Jetson Corrupted Frame Camera Driver

I am using the Jetson Orin NX (JetPack-5.1.1/l4t-r35.3.1) with two IMX219 cameras. Thereby as soon as I get a corrupted frame, the whole application stops working. I have a Robotics application where I am sure to get a corrupted frame within an hour.

To easily reproduce the problem of getting a corrupted frame in the desktop setup, you can either move the cables around a lot or short-circuit two cables at the camera connector. As an application, I use a custom gstreamer pipeline. However, the problem can also be observed when using nvgstcapture-1.0 or the 13_multi_camera binary from the jetson_multimedia_api (libargus).

For my application it would not be a problem to ignore a corrupted frame once in a while. However, it is not a solution if the application crashes completely. After restarting nvargus-daemon I am able to restart the application.

What I have tried so far:

  • I tested (l4t-r35.5.0 / jetpack-5.1.3) and got the same problem.
  • I tried the solution suggested in these two posts (post 1 & post 2) and applied the binaries from topic243051.
    • As a result, nvargus-daemon no longer crashes (although I sometimes get a segfault). However, the nvcamerasrc from gstreamer and the jetson_multimedia_api binaries still crash. I tried to rewrite them so that they would not abort on a frame timeout, but was unsuccessful. There was also no online documentation to help with the implementation.
  • I tried to use v4l2. This seemed to not be supported for the IMX219 csi camera.

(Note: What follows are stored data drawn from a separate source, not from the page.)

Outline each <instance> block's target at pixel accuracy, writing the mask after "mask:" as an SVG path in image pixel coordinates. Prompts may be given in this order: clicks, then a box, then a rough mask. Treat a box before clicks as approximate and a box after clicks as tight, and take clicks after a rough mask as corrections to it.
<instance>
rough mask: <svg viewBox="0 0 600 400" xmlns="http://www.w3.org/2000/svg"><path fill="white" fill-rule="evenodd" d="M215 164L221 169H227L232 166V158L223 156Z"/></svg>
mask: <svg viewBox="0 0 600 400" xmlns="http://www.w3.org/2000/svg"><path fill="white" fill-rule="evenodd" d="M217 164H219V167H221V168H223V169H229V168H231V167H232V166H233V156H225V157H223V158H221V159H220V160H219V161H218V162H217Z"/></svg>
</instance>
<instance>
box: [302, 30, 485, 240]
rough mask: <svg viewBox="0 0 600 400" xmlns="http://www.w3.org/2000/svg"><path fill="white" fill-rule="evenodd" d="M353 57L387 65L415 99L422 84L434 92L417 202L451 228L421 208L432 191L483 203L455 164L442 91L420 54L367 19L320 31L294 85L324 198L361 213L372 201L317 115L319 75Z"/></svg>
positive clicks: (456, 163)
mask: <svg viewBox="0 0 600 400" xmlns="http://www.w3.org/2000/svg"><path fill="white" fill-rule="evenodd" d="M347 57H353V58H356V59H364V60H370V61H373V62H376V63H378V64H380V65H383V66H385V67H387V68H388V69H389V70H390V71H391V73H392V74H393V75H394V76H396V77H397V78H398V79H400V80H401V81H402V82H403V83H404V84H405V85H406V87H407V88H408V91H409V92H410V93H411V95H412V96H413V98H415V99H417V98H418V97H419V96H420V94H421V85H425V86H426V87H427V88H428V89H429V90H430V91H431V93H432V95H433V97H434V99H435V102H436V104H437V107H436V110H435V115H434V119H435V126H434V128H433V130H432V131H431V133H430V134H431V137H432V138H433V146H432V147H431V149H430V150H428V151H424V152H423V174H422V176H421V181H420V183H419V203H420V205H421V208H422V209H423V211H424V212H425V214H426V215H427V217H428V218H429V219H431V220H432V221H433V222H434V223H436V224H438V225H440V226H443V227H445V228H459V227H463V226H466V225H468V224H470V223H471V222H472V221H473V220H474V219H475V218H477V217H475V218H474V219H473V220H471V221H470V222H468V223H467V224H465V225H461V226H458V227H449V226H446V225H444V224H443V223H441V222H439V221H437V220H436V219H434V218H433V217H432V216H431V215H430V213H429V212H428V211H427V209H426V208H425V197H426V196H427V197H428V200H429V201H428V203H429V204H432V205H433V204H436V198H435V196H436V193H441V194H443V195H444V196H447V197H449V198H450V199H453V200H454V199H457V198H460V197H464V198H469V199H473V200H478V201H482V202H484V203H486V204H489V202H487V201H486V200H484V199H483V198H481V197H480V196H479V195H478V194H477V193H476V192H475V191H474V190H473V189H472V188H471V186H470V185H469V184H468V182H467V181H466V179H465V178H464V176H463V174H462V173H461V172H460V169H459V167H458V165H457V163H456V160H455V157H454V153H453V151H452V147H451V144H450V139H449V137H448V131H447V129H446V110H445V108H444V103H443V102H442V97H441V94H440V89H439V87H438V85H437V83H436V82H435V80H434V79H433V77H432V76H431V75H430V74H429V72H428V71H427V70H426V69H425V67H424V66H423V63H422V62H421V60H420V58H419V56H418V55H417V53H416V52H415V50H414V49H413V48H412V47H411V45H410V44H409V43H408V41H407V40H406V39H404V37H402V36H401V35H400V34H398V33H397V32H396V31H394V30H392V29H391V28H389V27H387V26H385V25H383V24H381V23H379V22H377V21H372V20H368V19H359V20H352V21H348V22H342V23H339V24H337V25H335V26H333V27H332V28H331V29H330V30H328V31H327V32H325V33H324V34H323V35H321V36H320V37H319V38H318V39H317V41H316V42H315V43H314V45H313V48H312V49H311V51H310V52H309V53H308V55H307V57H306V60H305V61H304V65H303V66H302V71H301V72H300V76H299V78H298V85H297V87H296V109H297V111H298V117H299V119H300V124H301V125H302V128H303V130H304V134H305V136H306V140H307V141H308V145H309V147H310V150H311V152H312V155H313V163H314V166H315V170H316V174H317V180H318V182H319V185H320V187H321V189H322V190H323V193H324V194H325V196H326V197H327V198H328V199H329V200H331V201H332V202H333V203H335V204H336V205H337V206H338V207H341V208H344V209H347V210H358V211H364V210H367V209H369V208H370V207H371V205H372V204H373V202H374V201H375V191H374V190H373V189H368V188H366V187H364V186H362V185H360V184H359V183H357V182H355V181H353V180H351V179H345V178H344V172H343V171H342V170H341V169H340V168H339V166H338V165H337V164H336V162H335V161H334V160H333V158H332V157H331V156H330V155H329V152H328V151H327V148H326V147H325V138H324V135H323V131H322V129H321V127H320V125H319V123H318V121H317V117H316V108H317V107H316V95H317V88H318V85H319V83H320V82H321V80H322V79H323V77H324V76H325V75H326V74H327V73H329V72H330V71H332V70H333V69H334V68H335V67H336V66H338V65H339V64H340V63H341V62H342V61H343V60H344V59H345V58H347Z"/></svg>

It would be great if you could provide a way to handle corrupt frames with a gstreamer application that does not abort when a frame becomes corrupted.

Thanks for your help

Someone else will have to provide the answer, but nobody will be able to answer without some added information: If you have a full serial console boot log (one usually needs to see everything prior to the failure), and up to the point where the error occurs. The logs usually give a stack frame and driver information. I don’t work with camera drivers, but this would help someone narrow down the issue.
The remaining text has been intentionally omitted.